TreeLength() (and the underlying C++ scorer) currently requires a fully binary tree — TreeLength.phylo() errors with `tree` must be binary on a multifurcating input. It would be valuable to score polytomous trees directly.

Motivation

Users routinely have non-binary trees to score: constraint trees, strict/majority consensus trees, hand-built trees with deliberate soft polytomies, and collapsed MPTs (now the default output of MaximizeParsimony(collapse = TRUE)). Today they must resolve arbitrarily first, which is awkward and can mislead.
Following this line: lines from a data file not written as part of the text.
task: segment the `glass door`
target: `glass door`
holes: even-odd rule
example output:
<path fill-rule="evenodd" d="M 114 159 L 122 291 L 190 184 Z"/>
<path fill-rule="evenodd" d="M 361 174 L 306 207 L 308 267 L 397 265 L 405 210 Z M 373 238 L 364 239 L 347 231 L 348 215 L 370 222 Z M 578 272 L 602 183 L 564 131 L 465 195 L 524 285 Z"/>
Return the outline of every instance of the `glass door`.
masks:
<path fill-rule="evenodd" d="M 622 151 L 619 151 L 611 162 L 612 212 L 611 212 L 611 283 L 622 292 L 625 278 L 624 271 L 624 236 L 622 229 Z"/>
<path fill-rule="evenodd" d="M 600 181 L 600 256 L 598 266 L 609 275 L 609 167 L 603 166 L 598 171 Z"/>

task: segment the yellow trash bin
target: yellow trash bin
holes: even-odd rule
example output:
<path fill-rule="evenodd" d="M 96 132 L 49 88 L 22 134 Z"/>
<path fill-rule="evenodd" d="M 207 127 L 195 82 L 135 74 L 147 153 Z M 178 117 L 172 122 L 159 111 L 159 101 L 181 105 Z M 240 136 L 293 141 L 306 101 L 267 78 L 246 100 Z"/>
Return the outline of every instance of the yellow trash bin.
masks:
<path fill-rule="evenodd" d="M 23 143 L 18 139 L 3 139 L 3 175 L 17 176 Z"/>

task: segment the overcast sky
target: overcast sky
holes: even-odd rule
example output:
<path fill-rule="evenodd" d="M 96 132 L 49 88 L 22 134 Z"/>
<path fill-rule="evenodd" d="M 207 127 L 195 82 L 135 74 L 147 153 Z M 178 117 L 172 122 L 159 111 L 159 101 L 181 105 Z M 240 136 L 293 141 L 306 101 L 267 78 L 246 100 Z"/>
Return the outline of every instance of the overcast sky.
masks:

Standard parsimony software (PAUP*, TNT) scores polytomous trees as the minimum length over all resolutions of each polytomy. For unordered (Fitch) characters this is the generalised Fitch algorithm (majority-rule set at a k-child node, cost = k − plurality), still linear time.

Scope / phasing

  • Phase 1 (clean, high value): Fitch (equal weights) and implied weights. Generalised Fitch + per-character step extraction; the search kernel is unaffected (it only ever builds binary trees), so this is purely a scoring-API extension with no hot-path exposure.
  • Phase 2 (semantically thornier): ordered / Sankoff (xform) and Brazeau inapplicable (NA). "Length of a polytomy" splits into hard (star) vs soft (min-resolution); for step matrices the soft version is a real optimisation, not a free generalisation. Decide and document the interpretation rather than silently picking one.

Priority

Low — nice-to-have utility; revisit in due course.